Updated: May 27, 2026

Development of an Individual-Tree Basal Area Increment Model using a Linear Mixed-Effects Approach
04:35

Development of an Individual-Tree Basal Area Increment Model using a Linear Mixed-Effects Approach

Published on: July 3, 2020

Linear or Nonlinear? Automatic Structure Discovery for Partially Linear Models.

Hao Helen Zhang1, Guang Cheng, Yufeng Liu

  • 1Department of Statistics, North Carolina State University, Raleigh, NC 27695. Department of Mathematics, University of Arizona, Tucson, AZ 85721.

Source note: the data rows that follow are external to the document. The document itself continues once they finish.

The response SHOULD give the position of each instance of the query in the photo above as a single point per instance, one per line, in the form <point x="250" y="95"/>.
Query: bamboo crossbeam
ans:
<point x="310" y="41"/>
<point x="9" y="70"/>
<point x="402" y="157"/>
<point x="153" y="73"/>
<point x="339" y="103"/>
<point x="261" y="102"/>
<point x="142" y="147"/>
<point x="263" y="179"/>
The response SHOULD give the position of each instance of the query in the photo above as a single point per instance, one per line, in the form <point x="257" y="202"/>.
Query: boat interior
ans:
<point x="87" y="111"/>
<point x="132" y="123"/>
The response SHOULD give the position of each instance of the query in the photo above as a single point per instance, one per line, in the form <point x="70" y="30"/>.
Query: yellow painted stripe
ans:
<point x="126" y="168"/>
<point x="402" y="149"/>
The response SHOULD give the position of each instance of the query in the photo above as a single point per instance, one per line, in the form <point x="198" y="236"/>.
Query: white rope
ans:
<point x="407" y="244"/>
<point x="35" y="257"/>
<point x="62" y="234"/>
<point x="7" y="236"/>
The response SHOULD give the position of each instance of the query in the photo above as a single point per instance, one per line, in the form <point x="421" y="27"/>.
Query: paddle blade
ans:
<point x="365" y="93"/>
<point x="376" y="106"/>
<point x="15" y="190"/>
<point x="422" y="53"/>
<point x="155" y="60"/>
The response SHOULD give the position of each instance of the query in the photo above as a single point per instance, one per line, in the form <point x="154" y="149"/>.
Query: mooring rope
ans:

Journal of the American Statistical Association
|November 29, 2011
PubMed
Summary
This summary is machine-generated.

Choosing the right model structure in partially linear models is challenging. We introduce LAND (Linear And Nonlinear Discoverer), a new method that accurately identifies linear and nonlinear covariate effects for improved statistical modeling.

Related Experiment Videos

Last Updated: May 27, 2026

Development of an Individual-Tree Basal Area Increment Model using a Linear Mixed-Effects Approach
04:35

Development of an Individual-Tree Basal Area Increment Model using a Linear Mixed-Effects Approach

Published on: July 3, 2020

Area of Science:

  • Statistics
  • Econometrics
  • Machine Learning

Background:

  • Partially linear models (PLMs) blend linear and nonlinear effects, offering flexibility in data analysis.
  • Determining the correct structure (which variables are linear vs. nonlinear) in PLMs is a significant, unresolved challenge.
  • Current methods like hypothesis testing and visual screening have limitations in power and theoretical rigor.

Purpose of the Study:

  • To propose a novel, theoretically sound, and computationally efficient method for selecting model structure in partially linear models.
  • To address the fundamental problem of identifying linear and nonlinear covariate effects within a unified framework.

Main Methods:

  • Development of the Linear And Nonlinear Discoverer (LAND) procedure, a new approach for structure selection in PLMs.
  • Mathematical framework ensuring theoretical properties and consistent estimation.
  • An iterative algorithm designed for practical implementation of the LAND procedure.

Main Results:

  • The LAND estimator demonstrates the ability to correctly identify the true model structure under regularity conditions.
  • Consistent estimation of the multivariate regression function is achieved concurrently with structure identification.
  • The convergence rate of the LAND estimator is theoretically established.

Conclusions:

  • The proposed LAND procedure offers a robust solution to the structure selection problem in partially linear models.
  • LAND provides both accurate model identification and reliable estimation, overcoming drawbacks of existing methods.
  • The method's performance is validated through simulations and real-world data analysis.